The election was supposedly one about values. Well here’s a couple of values for you – I value excellence and I value honesty. As a program our hands were tied because the parents didn’t feel the same way. And little will change in our schools until that changes.

The whole post is worth a read.

I completely understand the desire to hear that someone you care about is exceptional, but demanding that schools (which nurture and grade only one or two of the plethora of possible ways one can be exceptional) recognize every student as exceptional is absurd. After all, as was pointed out twice during the movie The Incredibles, when everyone is exceptional, no one is.

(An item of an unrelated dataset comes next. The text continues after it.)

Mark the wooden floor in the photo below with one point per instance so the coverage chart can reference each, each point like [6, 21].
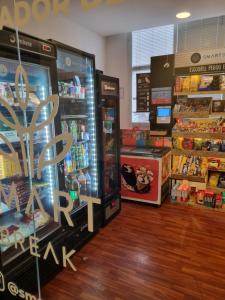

I don’t see what the harm is in letting people have a solid understanding of what their potential is in certain areas. Everyone has their own strengths. Some people are exceptional in the area that school systems are designed to recognize, and those students should be recognized in school. Should the school system, ostensibly designed to educate students, be responsible for recognizing those students whose strength is an exceptional empathy for their fellow man? What about those who are simply very, very good at managing the strengths they have and putting them to their best possible use? A good sense of humor?

Parents need to learn (and teach their children) that just because children aren’t exceptional in those areas that a school is fit to recognize doesn’t mean they aren’t important, nor does it mean that they’re not exceptional in some other way that a school isn’t fit to recognize. We need to understand that not being exceptional isn’t an insult.